Electrically modulated light antenna paves the way for faster computer chips

Today’s computers are reaching their physical limits in terms of speed. Semiconductor components typically operate at a maximum usable frequency of a few gigahertz, which corresponds to several billion computational operations per second.

Modern systems therefore use multiple chips to distribute computing tasks, because the speed of each chip can no longer be increased. However, if light (photons) were used instead of electricity (electrons) in computer chips, they could be up to 1,000 times faster.

Plasmonic resonators, also known as “antennas for light,” are a promising solution to achieve this speed leap. They are nanometer-sized metal structures in which light and electrons interact. Depending on their geometry, they can interact with different light frequencies.

“The challenge is that plasmonic resonators cannot yet be modulated efficiently, as is the case with transistors in conventional electronics. This hampers the development of fast light-based switches,” says Dr. Thorsten Feichtner, a physicist at the Julius-Maximilians-University (JMU) Würzburg in Bavaria, Germany.

Loaded optical antennas: a new path

A research team from JMU, in collaboration with the University of Southern Denmark (SDU) in Odense, has now taken a significant step forward in the modulation of light antennas.

He succeeded in achieving electrically controlled modulation that paves the way for ultrafast active plasmonics and thus significantly faster computer chips. The experiments were published in the journal Scientific progress.

Rather than trying to modify the entire resonator, the team focused on changing its surface properties. This breakthrough was achieved by electrically connecting a single resonator, a gold nanorod – a conceptually simple idea, but one that could only be achieved using sophisticated nanofabrication based on helium ion beams and gold nanocrystals.

This unique manufacturing method was developed at the Chair of Experimental Physics (Biophysics) at JMU under the direction of Professor Bert Hecht. Sophisticated measurement techniques with a lock-in amplifier proved crucial for detecting the small but significant effects on the resonator surface.

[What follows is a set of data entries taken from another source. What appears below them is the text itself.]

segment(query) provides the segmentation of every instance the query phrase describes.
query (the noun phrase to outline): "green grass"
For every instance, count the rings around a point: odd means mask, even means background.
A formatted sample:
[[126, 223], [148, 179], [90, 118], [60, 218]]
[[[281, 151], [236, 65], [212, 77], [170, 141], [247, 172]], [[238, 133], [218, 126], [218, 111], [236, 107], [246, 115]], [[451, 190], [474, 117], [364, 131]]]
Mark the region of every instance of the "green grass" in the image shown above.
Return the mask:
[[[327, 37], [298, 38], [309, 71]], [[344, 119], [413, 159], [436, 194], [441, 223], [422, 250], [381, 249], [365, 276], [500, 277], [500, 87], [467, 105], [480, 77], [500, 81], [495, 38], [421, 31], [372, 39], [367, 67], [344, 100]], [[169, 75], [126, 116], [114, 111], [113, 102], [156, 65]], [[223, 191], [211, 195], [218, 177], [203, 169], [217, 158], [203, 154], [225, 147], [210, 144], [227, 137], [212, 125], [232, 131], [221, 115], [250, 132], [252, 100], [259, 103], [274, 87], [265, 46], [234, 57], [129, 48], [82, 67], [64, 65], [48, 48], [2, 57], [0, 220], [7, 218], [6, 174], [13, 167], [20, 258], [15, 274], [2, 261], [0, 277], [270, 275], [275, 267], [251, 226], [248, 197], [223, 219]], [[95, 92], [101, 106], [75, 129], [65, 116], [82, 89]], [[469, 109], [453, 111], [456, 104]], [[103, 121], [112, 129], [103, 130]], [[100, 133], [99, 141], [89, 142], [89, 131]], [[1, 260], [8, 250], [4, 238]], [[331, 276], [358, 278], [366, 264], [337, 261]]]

Dr Feichtner, the study leader, explains: “The effect we exploit is comparable to the Faraday cage principle. Just as electrons from a car struck by lightning accumulate on the outside and the occupants inside are safe, additional electrons on the surface influence the optical properties of the resonators.”

Surprising quantum effects

Until now, optical antennas could almost always be described classically: the electrons in the metal simply stopped at the edge of the nanoparticle, like water on a harbor wall. But the measurements by the Würzburg scientists revealed changes in the resonance that can no longer be explained classically: the electrons “spread out” on the boundary between metal and air, resulting in a smooth, gradual transition, similar to a sandy beach meeting the sea.

To explain these quantum effects, theorists at SDU Odense have developed a semiclassical model. It embeds quantum properties into a surface parameter, so that calculations can be performed using classical methods.

“By perturbing the surface response functions, we combine classical and quantum effects, creating a unified framework that advances our understanding of surface effects,” says JMU physicist Luka Zurak, first author of the study.

A new area of ​​research with high potential

The new model makes it possible to reproduce the experiments, but it is not yet clear which of the many quantum effects are involved on the metal surface. “But thanks to this study, it is now possible for the first time to design new antennas in a targeted manner and to exclude or amplify certain quantum effects,” says Dr. Feichtner.

In the long term, the researchers are still considering other applications: smaller resonators promise high-efficiency optical modulators, which could be used technologically. In addition, the presented system also makes it possible to study the influence of surface electrons in catalytic processes. This would provide new insights into energy conversion and storage technologies.